Shannon Bostrom, SMA aunt


I read your book. I delayed for awhile because it's hard to read about someone losing their child. Especially, so shortly after Lindsey's death. However, I found it inspiring and a very compelling read. I was moved by your faith in God and your ability to see His work and His love in Jeffrey....

Thanks for having the courage to write such a book.

Brian Ronningen, SMA (self) and 'angel' uncle


I finally had the courage to begin reading your book last night and am so impressed. First of all it is wonderfully written, and I admire your sense of humor. Sometimes that is the only thing that gets us through the tough times. I can relate so much to what you went through even though the types between Jeffrey and Ethan are different - denial that there is anything wrong while really deep down knowing that there is, doctors, testing, poking, prodding, questions, financial concerns.... It is hard to find others that understand because they haven't been through it....

Steph Och, SMA parent


I absolutely love the book! It has been a great source of inspiration for myself and my husband. Thank you from the bottom of my heart for having the courage to share your personal story with the rest of us.

Lana Weisenberger, SMA parent


Just wanted to comment on the Jeffrey CD your mother made. It's beautiful and Nathan loves it! He relaxes to it while resting in his crib and napping. The nurses love it too!

Jennifer Russell, SMA parent


I just finished The Jeffrey Journey. "Thank you" is not adequate enough for putting your life, my life, to words; but "Thank you" is all I have right now....

Heather Kennedy, SMA 'angel' parent


You've taken one of life's most difficult tasks, woven through it the threads of significance of life in general, generously shared the medical garbage (i.e. doctors' appointments, doctors' opinions, drugs, equipment, insurance, the COST of everything) that is thrown in with the disease (as if the disease isn't enough in itself) and seasoned it with a balanced dose of humor. How none of us cracks up completely and ends up 12 marbles shy of a dozen is beyond me.

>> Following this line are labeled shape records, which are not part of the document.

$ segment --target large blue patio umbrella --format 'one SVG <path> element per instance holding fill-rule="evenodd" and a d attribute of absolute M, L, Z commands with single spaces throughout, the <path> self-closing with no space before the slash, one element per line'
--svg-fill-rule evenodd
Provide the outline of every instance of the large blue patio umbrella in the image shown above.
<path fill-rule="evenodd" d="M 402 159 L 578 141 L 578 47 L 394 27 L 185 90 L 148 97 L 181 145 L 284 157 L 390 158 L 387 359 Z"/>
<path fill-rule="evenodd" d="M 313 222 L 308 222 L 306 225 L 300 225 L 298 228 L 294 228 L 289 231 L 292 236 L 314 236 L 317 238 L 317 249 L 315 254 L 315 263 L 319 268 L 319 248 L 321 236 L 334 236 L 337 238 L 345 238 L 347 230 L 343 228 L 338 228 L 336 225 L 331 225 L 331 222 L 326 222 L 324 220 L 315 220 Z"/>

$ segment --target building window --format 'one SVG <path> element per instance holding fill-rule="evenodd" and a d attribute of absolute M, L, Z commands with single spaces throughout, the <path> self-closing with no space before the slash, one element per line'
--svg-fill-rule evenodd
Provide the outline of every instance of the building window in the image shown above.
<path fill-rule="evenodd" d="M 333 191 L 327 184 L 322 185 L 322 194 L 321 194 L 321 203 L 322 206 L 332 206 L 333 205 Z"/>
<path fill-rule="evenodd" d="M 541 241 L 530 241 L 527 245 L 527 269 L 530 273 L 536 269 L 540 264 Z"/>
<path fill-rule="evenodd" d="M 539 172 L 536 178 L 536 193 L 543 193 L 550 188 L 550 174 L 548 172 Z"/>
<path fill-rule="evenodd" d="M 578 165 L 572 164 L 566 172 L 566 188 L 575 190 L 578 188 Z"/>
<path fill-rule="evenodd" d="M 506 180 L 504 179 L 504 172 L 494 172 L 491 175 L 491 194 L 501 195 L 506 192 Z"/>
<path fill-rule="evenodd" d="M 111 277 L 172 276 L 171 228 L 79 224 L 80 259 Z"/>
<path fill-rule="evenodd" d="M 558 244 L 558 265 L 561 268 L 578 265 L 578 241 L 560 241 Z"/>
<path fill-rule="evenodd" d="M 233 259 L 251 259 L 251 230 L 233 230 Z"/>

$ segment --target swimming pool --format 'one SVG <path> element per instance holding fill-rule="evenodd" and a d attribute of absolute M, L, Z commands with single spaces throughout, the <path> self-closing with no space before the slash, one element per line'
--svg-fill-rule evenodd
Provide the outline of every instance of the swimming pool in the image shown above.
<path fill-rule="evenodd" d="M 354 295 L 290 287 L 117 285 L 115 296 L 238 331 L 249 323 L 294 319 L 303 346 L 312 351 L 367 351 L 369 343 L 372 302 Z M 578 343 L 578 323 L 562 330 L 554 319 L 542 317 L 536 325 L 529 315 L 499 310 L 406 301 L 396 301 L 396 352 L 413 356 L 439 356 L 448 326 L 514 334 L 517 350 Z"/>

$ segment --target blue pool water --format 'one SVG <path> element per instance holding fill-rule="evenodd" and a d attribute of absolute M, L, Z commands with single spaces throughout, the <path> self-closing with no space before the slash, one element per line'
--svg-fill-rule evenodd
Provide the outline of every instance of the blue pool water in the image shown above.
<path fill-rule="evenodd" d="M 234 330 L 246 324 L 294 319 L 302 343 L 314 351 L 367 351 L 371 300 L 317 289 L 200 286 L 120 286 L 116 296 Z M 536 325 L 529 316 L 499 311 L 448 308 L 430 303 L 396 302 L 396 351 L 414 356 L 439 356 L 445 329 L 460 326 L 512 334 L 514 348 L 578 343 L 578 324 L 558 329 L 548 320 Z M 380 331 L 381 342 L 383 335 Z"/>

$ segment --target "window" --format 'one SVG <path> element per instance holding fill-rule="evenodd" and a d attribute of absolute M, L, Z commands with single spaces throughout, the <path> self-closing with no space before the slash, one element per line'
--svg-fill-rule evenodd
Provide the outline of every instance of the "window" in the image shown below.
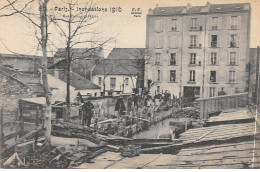
<path fill-rule="evenodd" d="M 162 32 L 162 20 L 155 20 L 154 31 Z"/>
<path fill-rule="evenodd" d="M 114 89 L 116 87 L 116 78 L 110 78 L 110 89 Z"/>
<path fill-rule="evenodd" d="M 218 17 L 212 17 L 212 30 L 218 29 Z"/>
<path fill-rule="evenodd" d="M 231 65 L 231 66 L 236 65 L 236 52 L 230 52 L 229 65 Z"/>
<path fill-rule="evenodd" d="M 102 78 L 98 77 L 98 85 L 101 85 L 101 83 L 102 83 Z"/>
<path fill-rule="evenodd" d="M 229 71 L 229 83 L 236 82 L 236 71 Z"/>
<path fill-rule="evenodd" d="M 197 18 L 192 18 L 191 19 L 191 30 L 196 30 L 197 29 Z"/>
<path fill-rule="evenodd" d="M 169 37 L 169 48 L 178 48 L 178 37 L 177 36 Z"/>
<path fill-rule="evenodd" d="M 237 29 L 238 28 L 238 17 L 237 16 L 231 16 L 231 29 Z"/>
<path fill-rule="evenodd" d="M 218 36 L 211 35 L 211 47 L 217 47 L 218 45 Z"/>
<path fill-rule="evenodd" d="M 162 37 L 159 35 L 155 37 L 155 48 L 162 48 Z"/>
<path fill-rule="evenodd" d="M 217 53 L 211 53 L 210 65 L 216 65 L 216 64 L 217 64 Z"/>
<path fill-rule="evenodd" d="M 176 53 L 171 53 L 170 65 L 177 65 Z"/>
<path fill-rule="evenodd" d="M 215 97 L 216 88 L 215 87 L 209 87 L 209 97 Z"/>
<path fill-rule="evenodd" d="M 155 53 L 155 65 L 161 64 L 161 53 Z"/>
<path fill-rule="evenodd" d="M 170 31 L 176 32 L 178 30 L 178 20 L 172 19 L 170 20 Z"/>
<path fill-rule="evenodd" d="M 190 64 L 196 64 L 196 53 L 190 54 Z"/>
<path fill-rule="evenodd" d="M 230 47 L 237 47 L 237 35 L 230 35 Z"/>
<path fill-rule="evenodd" d="M 129 85 L 129 78 L 125 79 L 125 85 L 128 86 Z"/>
<path fill-rule="evenodd" d="M 191 35 L 190 36 L 190 46 L 191 47 L 196 47 L 196 40 L 197 40 L 196 35 Z"/>
<path fill-rule="evenodd" d="M 157 81 L 160 82 L 161 81 L 161 70 L 157 71 Z"/>
<path fill-rule="evenodd" d="M 157 94 L 159 94 L 160 93 L 160 86 L 157 86 Z"/>
<path fill-rule="evenodd" d="M 170 81 L 171 82 L 176 81 L 176 70 L 170 70 Z"/>
<path fill-rule="evenodd" d="M 210 82 L 217 82 L 217 72 L 216 71 L 210 71 Z"/>
<path fill-rule="evenodd" d="M 195 70 L 190 71 L 190 81 L 195 82 Z"/>

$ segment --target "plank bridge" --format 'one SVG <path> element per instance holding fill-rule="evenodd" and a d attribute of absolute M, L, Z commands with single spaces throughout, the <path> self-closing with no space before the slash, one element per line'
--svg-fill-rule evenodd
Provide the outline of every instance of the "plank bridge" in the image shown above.
<path fill-rule="evenodd" d="M 200 104 L 200 119 L 208 119 L 210 114 L 223 110 L 245 107 L 248 104 L 248 92 L 224 95 L 196 100 Z"/>

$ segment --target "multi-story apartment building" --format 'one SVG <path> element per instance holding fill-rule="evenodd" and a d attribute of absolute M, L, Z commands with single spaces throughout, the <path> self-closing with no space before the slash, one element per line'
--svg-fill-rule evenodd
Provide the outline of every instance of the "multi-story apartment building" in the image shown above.
<path fill-rule="evenodd" d="M 250 4 L 156 7 L 147 15 L 151 93 L 214 97 L 245 92 Z"/>

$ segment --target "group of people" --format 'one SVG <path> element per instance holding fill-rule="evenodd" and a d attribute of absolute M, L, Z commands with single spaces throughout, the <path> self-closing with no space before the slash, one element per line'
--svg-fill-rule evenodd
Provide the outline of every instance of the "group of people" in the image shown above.
<path fill-rule="evenodd" d="M 170 99 L 171 95 L 168 93 L 168 91 L 165 91 L 163 96 L 161 95 L 160 99 L 163 99 L 165 102 L 167 102 Z M 154 98 L 157 98 L 156 96 Z M 115 104 L 115 111 L 118 113 L 118 118 L 120 118 L 122 115 L 125 115 L 126 110 L 129 113 L 133 113 L 134 109 L 138 109 L 141 103 L 141 97 L 138 94 L 132 94 L 127 99 L 127 107 L 125 106 L 123 96 L 120 95 L 119 98 L 116 101 Z M 147 114 L 149 117 L 149 114 L 151 115 L 151 112 L 147 112 L 148 110 L 151 111 L 151 106 L 156 104 L 155 100 L 152 98 L 150 94 L 146 95 L 144 98 L 144 111 L 143 114 Z M 90 126 L 91 120 L 94 115 L 94 105 L 91 103 L 90 100 L 87 100 L 83 106 L 82 106 L 82 125 Z"/>

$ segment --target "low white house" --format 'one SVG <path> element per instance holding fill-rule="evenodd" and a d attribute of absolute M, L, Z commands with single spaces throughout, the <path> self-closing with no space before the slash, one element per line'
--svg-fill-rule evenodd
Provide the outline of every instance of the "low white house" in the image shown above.
<path fill-rule="evenodd" d="M 64 85 L 64 95 L 66 96 L 66 87 L 67 87 L 67 78 L 66 73 L 63 70 L 49 70 L 49 73 L 52 77 L 59 79 Z M 57 84 L 55 84 L 57 85 Z M 91 97 L 98 97 L 100 96 L 101 87 L 92 83 L 90 80 L 83 78 L 82 76 L 70 72 L 70 85 L 71 90 L 75 90 L 77 93 L 80 93 L 80 95 L 84 98 L 85 96 L 91 96 Z M 51 86 L 51 85 L 50 85 Z"/>
<path fill-rule="evenodd" d="M 101 95 L 132 93 L 136 88 L 138 69 L 136 60 L 103 59 L 92 71 L 92 82 L 101 87 Z"/>

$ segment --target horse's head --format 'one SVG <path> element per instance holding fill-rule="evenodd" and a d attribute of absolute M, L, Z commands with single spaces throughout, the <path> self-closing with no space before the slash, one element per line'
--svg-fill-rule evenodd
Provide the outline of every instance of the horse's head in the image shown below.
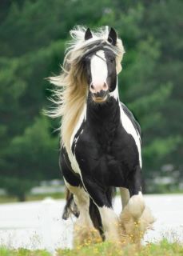
<path fill-rule="evenodd" d="M 85 34 L 85 40 L 93 38 L 90 29 Z M 89 94 L 95 102 L 104 102 L 109 97 L 117 84 L 116 54 L 110 45 L 117 43 L 116 31 L 111 28 L 108 42 L 99 42 L 83 58 L 83 64 L 89 86 Z"/>

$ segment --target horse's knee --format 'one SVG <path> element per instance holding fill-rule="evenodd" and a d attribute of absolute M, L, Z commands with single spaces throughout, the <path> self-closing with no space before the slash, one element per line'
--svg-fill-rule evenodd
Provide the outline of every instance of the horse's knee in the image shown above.
<path fill-rule="evenodd" d="M 138 194 L 133 195 L 129 200 L 126 207 L 129 214 L 131 214 L 134 218 L 138 219 L 145 210 L 145 201 L 141 192 L 139 192 Z"/>
<path fill-rule="evenodd" d="M 109 207 L 99 207 L 102 226 L 106 240 L 119 241 L 119 219 L 114 211 Z"/>

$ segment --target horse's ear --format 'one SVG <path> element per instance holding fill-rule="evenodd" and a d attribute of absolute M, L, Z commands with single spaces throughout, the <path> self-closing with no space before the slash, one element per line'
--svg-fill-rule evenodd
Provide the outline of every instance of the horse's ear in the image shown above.
<path fill-rule="evenodd" d="M 113 46 L 116 46 L 117 43 L 117 33 L 113 28 L 111 27 L 108 35 L 107 41 L 109 42 Z"/>
<path fill-rule="evenodd" d="M 85 40 L 88 40 L 93 38 L 92 33 L 88 27 L 87 30 L 86 30 L 86 34 L 85 34 Z"/>

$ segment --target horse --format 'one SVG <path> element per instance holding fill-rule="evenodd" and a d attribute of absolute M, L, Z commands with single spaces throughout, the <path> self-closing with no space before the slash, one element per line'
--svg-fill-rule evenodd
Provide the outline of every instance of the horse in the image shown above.
<path fill-rule="evenodd" d="M 62 117 L 60 165 L 78 219 L 74 244 L 86 238 L 140 242 L 154 221 L 141 193 L 141 127 L 120 102 L 117 75 L 125 50 L 113 28 L 70 30 L 50 115 Z M 119 188 L 122 211 L 113 209 Z M 128 240 L 129 241 L 129 240 Z"/>

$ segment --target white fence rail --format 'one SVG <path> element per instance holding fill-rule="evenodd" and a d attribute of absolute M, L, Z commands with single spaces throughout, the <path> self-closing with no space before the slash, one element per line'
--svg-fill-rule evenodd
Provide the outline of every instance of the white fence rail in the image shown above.
<path fill-rule="evenodd" d="M 64 202 L 52 198 L 0 206 L 0 244 L 50 252 L 70 247 L 72 221 L 62 220 L 63 206 Z"/>
<path fill-rule="evenodd" d="M 157 218 L 154 231 L 145 241 L 157 241 L 171 235 L 183 242 L 183 195 L 149 195 L 145 202 Z M 0 205 L 0 246 L 46 249 L 72 246 L 73 220 L 63 221 L 64 200 L 47 198 L 42 202 Z M 121 200 L 115 200 L 114 210 L 121 211 Z"/>

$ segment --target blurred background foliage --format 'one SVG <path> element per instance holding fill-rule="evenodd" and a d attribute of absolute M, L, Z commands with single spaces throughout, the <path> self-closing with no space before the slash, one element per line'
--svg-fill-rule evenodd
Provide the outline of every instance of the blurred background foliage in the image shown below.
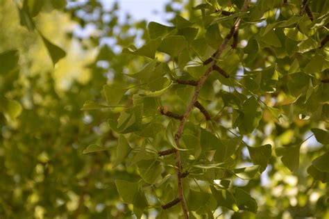
<path fill-rule="evenodd" d="M 232 1 L 239 4 L 241 1 Z M 300 4 L 297 1 L 292 1 Z M 137 180 L 140 177 L 136 170 L 123 165 L 115 168 L 115 150 L 83 154 L 87 145 L 94 143 L 108 148 L 117 145 L 117 135 L 110 130 L 107 120 L 121 111 L 82 111 L 83 104 L 88 99 L 104 103 L 104 84 L 115 81 L 127 86 L 135 85 L 134 81 L 127 81 L 124 74 L 119 73 L 137 72 L 147 63 L 142 58 L 121 54 L 121 51 L 130 44 L 142 45 L 149 40 L 146 30 L 149 21 L 136 21 L 129 15 L 119 17 L 119 3 L 111 1 L 105 6 L 104 2 L 0 0 L 1 219 L 135 216 L 131 204 L 124 203 L 119 197 L 115 179 Z M 311 4 L 312 10 L 325 14 L 321 8 L 323 2 L 318 2 L 322 3 Z M 189 19 L 201 19 L 200 14 L 192 10 L 192 6 L 199 3 L 194 0 L 169 1 L 165 10 L 172 16 L 169 17 L 167 24 L 174 22 L 173 19 L 176 15 Z M 286 9 L 282 9 L 283 14 L 289 13 Z M 269 20 L 275 15 L 274 9 L 269 10 Z M 245 30 L 242 38 L 248 39 L 253 30 L 257 32 L 257 26 L 253 28 Z M 199 34 L 205 34 L 204 30 L 200 31 Z M 320 38 L 326 35 L 323 31 L 319 31 Z M 216 40 L 212 43 L 214 47 L 218 47 Z M 277 58 L 266 47 L 262 51 L 253 50 L 262 47 L 257 42 L 248 45 L 253 57 L 246 64 L 250 64 L 248 67 L 252 70 L 264 67 L 266 62 L 286 63 L 288 66 L 292 63 L 290 58 L 285 60 L 284 55 Z M 226 68 L 233 67 L 231 72 L 234 72 L 237 68 L 234 62 L 238 57 L 230 55 L 228 60 L 232 63 L 228 62 Z M 157 56 L 162 61 L 167 58 L 163 54 Z M 287 72 L 289 67 L 280 70 Z M 328 77 L 328 72 L 323 72 L 324 77 Z M 281 79 L 277 87 L 285 87 L 286 81 Z M 246 84 L 248 81 L 243 83 Z M 223 108 L 225 104 L 231 104 L 217 101 L 223 93 L 219 92 L 221 85 L 217 85 L 212 95 L 204 93 L 203 97 L 206 102 L 216 97 L 217 101 L 213 102 L 216 106 Z M 131 92 L 134 92 L 133 89 Z M 324 92 L 322 94 L 328 95 Z M 309 121 L 305 117 L 312 116 L 310 112 L 317 107 L 305 111 L 301 106 L 303 104 L 294 105 L 295 99 L 291 97 L 284 92 L 276 97 L 262 97 L 269 106 L 286 105 L 280 108 L 286 115 L 293 111 L 293 107 L 298 108 L 297 112 L 280 123 L 269 111 L 264 111 L 258 131 L 244 140 L 253 146 L 270 143 L 278 147 L 296 145 L 299 149 L 301 145 L 299 168 L 292 172 L 280 158 L 272 156 L 261 177 L 244 181 L 235 179 L 235 186 L 250 191 L 257 200 L 258 212 L 253 214 L 223 210 L 221 217 L 329 217 L 329 190 L 325 184 L 328 180 L 328 173 L 327 178 L 321 178 L 321 182 L 306 172 L 312 160 L 328 151 L 328 145 L 319 144 L 314 136 L 304 141 L 312 136 L 311 128 L 328 129 L 328 99 L 322 101 L 327 102 L 323 106 L 323 111 L 326 108 L 327 111 L 314 115 L 315 119 Z M 130 99 L 125 95 L 123 102 L 129 102 Z M 171 106 L 177 112 L 183 111 L 179 105 L 181 103 L 178 104 L 174 97 L 164 104 Z M 301 115 L 300 111 L 306 113 Z M 231 113 L 226 109 L 221 113 L 223 126 L 230 122 Z M 212 113 L 214 115 L 214 110 Z M 298 117 L 299 114 L 301 115 Z M 246 147 L 239 148 L 239 153 L 244 163 L 251 162 Z M 289 159 L 290 155 L 287 156 Z M 153 191 L 146 189 L 145 192 Z M 163 192 L 158 191 L 158 194 Z M 154 198 L 151 195 L 150 197 Z M 180 206 L 175 206 L 170 216 L 174 218 L 180 211 Z M 144 213 L 144 216 L 152 218 L 158 211 L 150 209 Z"/>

I am deeply touched by the courage that Jeffrey displayed through his short life.... thank you for sharing Jeffrey with us.

Jim Gaudreau, SMA parent


The book not only has inspired me but has helped me a great deal in healing. I read it in one night because I couldn't put it down, so now I am rereading different chapters again! It has made me feel human again and helped me feel okay with different feelings that I had, have and am having... especially the whole "am I insane or crazy for even thinking this way?" Along with not bearing to see my baby suffer another minute, there definitely was a sense of relief when she was free from this heart-wrenching disease! It was so good to hear I wasn't alone and to relate exactly to how you were feeling! You have inspired me to continue to work even harder to get the word out about this genetic killer! I often envision your spot up on your mountain with Taylor and Jeffrey running around playing tag!!! Take care and God bless....

Tisha Reagan, SMA 'angel' parent


I just wanted to let you know that I read your book within just a few nights because I couldn't put it down. Thank you so much for having the courage to share your journey with the rest of us. I had often wondered what it must be like to lose a child since it is possible I may go through that experience someday, but that's not something very many people are willing to talk about.

I really enjoyed your sense of humor, and I learned a lot from your story. Thanks again!